My kids LOVE this bean dip recipe. I’ve made it probably a half dozen times this year and it never lasts long. We decided to call it Café Ole’s Bean Dip for our recent Strawberry Shortcake Birthday Party!
Café Ole’s Bean Dip – Party Size
Ingredients:
- 2 – 16 ounce cans refried beans
- 2 cups chunky salsa
- 16 oz shredded Mexican Cheese blend
- 1 1/2 cups sour cream
- 1 (8 ounce) package cream cheese, softened
- 2 tablespoons chili powder
- 1/4 teaspoon ground cumin, (or more to taste)

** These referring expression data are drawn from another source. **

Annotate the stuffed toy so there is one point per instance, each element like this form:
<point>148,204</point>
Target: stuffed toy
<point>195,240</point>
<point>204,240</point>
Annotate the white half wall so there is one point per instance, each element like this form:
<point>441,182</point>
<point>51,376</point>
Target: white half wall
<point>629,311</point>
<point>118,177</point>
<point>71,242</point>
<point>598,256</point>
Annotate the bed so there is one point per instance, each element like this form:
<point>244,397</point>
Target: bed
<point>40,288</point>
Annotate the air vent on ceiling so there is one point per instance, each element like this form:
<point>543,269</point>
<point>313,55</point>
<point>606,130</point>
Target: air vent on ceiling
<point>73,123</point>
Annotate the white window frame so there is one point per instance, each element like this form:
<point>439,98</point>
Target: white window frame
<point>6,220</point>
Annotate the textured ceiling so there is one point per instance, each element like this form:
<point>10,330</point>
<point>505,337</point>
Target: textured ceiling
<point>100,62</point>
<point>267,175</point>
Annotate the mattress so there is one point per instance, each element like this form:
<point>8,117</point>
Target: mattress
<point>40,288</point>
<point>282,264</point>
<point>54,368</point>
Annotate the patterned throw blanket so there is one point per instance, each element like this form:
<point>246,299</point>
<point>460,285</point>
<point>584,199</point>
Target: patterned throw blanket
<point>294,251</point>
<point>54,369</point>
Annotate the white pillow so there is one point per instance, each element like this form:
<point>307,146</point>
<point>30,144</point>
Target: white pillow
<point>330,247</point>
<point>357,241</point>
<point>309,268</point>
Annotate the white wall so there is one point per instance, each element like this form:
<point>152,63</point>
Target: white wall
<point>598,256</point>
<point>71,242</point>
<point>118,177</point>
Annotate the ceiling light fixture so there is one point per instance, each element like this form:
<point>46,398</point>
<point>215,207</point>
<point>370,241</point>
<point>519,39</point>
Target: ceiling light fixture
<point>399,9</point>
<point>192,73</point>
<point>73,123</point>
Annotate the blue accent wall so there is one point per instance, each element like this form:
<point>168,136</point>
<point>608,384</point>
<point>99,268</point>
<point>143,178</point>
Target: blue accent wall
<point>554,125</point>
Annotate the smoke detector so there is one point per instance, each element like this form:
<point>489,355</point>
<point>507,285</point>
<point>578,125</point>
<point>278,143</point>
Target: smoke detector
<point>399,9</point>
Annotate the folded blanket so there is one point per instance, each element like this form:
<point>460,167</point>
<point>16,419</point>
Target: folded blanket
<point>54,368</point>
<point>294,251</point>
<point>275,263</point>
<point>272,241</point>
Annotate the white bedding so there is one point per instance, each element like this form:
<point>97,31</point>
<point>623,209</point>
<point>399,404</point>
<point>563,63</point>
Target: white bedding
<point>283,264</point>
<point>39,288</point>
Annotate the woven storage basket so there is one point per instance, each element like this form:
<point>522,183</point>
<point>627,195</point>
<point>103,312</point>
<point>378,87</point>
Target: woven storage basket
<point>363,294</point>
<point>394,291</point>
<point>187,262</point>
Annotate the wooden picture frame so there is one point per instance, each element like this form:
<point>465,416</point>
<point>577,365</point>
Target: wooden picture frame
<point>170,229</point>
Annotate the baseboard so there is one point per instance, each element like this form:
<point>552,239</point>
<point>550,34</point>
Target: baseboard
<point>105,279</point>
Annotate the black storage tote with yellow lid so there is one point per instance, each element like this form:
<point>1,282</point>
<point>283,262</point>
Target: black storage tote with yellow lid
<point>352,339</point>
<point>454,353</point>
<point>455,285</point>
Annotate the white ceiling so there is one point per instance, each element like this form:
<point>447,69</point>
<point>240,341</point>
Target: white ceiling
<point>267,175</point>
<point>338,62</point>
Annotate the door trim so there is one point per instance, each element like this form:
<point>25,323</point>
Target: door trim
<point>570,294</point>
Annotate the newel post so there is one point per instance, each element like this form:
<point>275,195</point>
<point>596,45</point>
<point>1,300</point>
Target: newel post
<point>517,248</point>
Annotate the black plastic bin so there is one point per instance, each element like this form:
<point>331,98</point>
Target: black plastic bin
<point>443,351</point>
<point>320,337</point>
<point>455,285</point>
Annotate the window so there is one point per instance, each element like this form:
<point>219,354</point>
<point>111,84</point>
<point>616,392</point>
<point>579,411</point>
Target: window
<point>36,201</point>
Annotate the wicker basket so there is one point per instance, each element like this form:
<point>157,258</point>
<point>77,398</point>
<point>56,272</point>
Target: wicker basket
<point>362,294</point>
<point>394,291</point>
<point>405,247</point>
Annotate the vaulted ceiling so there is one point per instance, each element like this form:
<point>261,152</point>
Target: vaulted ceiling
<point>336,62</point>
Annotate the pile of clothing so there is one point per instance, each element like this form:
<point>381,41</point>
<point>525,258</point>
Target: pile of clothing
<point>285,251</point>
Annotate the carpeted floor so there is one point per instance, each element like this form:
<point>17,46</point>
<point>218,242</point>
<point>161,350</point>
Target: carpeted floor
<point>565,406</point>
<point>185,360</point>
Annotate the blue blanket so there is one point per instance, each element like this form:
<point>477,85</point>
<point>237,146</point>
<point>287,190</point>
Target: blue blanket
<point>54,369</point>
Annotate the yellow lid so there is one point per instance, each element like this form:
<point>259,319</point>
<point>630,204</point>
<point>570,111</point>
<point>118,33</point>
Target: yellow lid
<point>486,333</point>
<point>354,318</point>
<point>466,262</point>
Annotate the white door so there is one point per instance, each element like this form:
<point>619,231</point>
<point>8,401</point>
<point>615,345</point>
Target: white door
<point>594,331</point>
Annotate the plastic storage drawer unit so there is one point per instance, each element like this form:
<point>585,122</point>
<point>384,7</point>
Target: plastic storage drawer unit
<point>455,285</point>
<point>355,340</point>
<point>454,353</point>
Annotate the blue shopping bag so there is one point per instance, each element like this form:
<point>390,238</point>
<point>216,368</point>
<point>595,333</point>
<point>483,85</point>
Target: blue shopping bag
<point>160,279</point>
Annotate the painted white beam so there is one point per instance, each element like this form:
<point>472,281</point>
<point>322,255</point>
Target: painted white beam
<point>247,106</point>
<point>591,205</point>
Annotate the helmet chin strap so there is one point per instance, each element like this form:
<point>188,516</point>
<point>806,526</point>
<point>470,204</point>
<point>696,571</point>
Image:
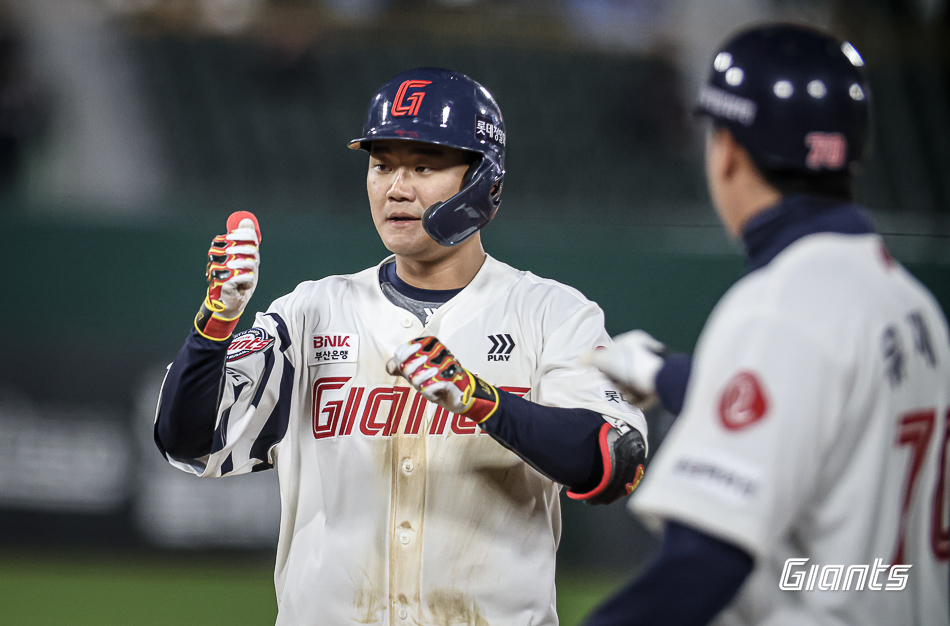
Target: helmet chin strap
<point>453,221</point>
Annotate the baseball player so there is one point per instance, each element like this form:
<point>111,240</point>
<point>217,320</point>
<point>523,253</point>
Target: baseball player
<point>805,479</point>
<point>398,505</point>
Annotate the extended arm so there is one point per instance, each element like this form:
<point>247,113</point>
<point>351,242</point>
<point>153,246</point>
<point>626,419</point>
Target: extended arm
<point>188,408</point>
<point>572,446</point>
<point>211,399</point>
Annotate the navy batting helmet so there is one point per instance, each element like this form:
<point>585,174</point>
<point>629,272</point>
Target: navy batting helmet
<point>443,107</point>
<point>793,96</point>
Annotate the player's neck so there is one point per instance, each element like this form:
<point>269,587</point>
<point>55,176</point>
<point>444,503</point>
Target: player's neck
<point>452,272</point>
<point>747,196</point>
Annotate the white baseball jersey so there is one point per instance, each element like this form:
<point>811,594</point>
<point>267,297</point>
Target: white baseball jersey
<point>815,427</point>
<point>394,511</point>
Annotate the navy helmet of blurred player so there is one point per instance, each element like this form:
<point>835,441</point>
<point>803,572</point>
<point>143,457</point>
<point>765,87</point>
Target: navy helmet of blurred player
<point>796,99</point>
<point>458,113</point>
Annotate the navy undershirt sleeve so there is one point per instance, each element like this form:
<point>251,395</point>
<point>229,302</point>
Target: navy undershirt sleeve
<point>187,413</point>
<point>561,443</point>
<point>672,380</point>
<point>688,583</point>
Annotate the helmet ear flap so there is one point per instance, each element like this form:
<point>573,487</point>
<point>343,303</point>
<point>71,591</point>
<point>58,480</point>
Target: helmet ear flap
<point>451,222</point>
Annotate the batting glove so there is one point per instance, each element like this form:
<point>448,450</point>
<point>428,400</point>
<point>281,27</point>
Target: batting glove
<point>232,270</point>
<point>437,375</point>
<point>632,361</point>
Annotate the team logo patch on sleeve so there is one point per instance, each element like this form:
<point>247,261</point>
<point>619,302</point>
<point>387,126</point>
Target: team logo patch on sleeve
<point>743,402</point>
<point>247,343</point>
<point>333,348</point>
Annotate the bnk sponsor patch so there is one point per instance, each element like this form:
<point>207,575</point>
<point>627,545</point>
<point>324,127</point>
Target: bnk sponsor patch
<point>333,348</point>
<point>247,343</point>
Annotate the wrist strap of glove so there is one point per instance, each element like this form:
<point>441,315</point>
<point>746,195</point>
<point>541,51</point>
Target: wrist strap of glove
<point>481,399</point>
<point>211,325</point>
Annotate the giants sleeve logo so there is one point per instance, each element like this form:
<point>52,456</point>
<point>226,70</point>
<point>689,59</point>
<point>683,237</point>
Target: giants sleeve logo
<point>247,343</point>
<point>743,402</point>
<point>826,151</point>
<point>400,107</point>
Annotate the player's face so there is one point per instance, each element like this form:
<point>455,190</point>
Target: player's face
<point>715,164</point>
<point>404,179</point>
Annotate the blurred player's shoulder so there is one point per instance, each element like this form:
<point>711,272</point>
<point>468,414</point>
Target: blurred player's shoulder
<point>818,282</point>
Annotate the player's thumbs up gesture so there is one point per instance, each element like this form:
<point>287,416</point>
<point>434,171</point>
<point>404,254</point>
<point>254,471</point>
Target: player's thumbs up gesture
<point>436,374</point>
<point>232,270</point>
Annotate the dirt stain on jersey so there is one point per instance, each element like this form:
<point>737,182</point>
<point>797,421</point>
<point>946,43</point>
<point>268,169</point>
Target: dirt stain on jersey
<point>367,606</point>
<point>451,607</point>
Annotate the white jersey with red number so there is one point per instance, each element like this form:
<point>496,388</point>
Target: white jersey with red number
<point>394,511</point>
<point>815,427</point>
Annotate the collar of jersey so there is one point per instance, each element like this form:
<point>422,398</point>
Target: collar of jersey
<point>387,274</point>
<point>773,230</point>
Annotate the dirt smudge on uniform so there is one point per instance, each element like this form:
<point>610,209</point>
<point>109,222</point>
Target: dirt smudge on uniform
<point>451,607</point>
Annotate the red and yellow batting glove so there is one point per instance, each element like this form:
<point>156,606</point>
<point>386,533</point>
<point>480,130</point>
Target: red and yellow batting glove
<point>435,373</point>
<point>232,270</point>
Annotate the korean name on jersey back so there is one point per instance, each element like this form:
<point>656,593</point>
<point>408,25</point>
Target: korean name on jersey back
<point>333,348</point>
<point>248,342</point>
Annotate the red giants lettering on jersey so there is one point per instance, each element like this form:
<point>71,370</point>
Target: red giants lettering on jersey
<point>381,411</point>
<point>742,402</point>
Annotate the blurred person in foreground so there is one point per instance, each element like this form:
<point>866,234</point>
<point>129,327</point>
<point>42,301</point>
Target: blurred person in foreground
<point>804,481</point>
<point>398,505</point>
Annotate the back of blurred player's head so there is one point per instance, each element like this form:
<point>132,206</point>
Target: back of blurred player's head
<point>443,107</point>
<point>796,99</point>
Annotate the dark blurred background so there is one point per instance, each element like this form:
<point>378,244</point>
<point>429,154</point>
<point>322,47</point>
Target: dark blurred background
<point>130,129</point>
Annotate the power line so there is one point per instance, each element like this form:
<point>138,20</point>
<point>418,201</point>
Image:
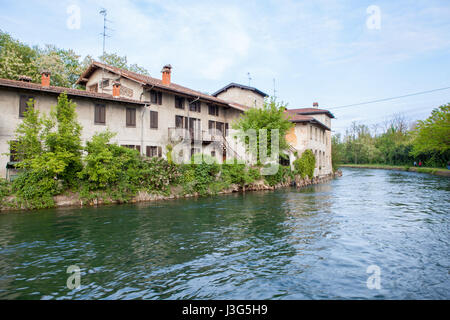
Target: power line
<point>391,98</point>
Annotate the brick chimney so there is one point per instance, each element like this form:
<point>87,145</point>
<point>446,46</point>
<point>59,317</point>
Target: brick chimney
<point>45,79</point>
<point>116,89</point>
<point>166,71</point>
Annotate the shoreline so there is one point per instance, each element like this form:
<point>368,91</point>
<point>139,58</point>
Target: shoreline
<point>73,200</point>
<point>433,171</point>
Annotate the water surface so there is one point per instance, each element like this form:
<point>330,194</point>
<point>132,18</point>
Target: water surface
<point>313,243</point>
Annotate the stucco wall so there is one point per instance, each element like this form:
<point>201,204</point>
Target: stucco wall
<point>242,96</point>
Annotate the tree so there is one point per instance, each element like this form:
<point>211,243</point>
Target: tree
<point>270,117</point>
<point>63,64</point>
<point>16,59</point>
<point>121,62</point>
<point>433,134</point>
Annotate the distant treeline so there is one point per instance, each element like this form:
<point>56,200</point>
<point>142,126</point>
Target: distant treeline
<point>397,142</point>
<point>19,59</point>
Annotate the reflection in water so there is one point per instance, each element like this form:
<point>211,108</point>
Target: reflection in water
<point>289,244</point>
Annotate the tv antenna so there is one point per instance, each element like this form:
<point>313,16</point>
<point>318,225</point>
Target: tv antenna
<point>274,90</point>
<point>105,35</point>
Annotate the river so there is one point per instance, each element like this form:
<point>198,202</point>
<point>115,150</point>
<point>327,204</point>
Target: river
<point>313,243</point>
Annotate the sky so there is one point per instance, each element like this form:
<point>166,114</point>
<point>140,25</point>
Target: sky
<point>332,52</point>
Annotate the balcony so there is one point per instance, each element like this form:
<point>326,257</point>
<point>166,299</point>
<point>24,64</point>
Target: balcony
<point>177,134</point>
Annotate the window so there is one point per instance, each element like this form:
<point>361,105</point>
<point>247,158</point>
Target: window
<point>156,97</point>
<point>194,151</point>
<point>179,122</point>
<point>213,110</point>
<point>195,106</point>
<point>153,120</point>
<point>179,103</point>
<point>153,151</point>
<point>24,105</point>
<point>100,114</point>
<point>131,117</point>
<point>218,128</point>
<point>104,83</point>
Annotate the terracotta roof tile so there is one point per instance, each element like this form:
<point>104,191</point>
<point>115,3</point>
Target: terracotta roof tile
<point>149,81</point>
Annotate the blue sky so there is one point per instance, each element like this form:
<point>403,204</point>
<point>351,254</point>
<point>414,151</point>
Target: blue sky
<point>320,51</point>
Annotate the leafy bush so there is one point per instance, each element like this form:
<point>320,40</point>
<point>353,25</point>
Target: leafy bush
<point>239,174</point>
<point>282,176</point>
<point>35,189</point>
<point>5,190</point>
<point>158,174</point>
<point>304,166</point>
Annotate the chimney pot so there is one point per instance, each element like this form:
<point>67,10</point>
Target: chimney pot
<point>166,71</point>
<point>116,89</point>
<point>45,79</point>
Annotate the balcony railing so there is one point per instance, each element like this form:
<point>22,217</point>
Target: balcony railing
<point>176,134</point>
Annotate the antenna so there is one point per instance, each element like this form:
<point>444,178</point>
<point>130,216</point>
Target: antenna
<point>104,34</point>
<point>274,90</point>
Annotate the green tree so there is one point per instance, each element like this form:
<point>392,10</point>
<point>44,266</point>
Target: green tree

- tortilla chips (love these for a grain-free option)
Directions:
- In a large bowl, combine the first eight ingredients: transfer to a 9×13 baking dish. I love my Pampered Chef Stone Rectangular Baker for this recipe.
- Bake dip at 350 degrees for 30 minutes or until hot and bubbly.
- Serve with tortilla chips and salsa.
Optional ways of preparing:
Slow Cooker: Cover and cook on high for 2 hours or until heated through, stirring intermittently. The slow cooker is ideal because it keeps the dip warm.
Microwave: Heat in a microwave safe bowl for 5-8 minutes or until cheese is melted and smooth. Stir every couple of minutes. (My kids do this with leftovers, just less time.)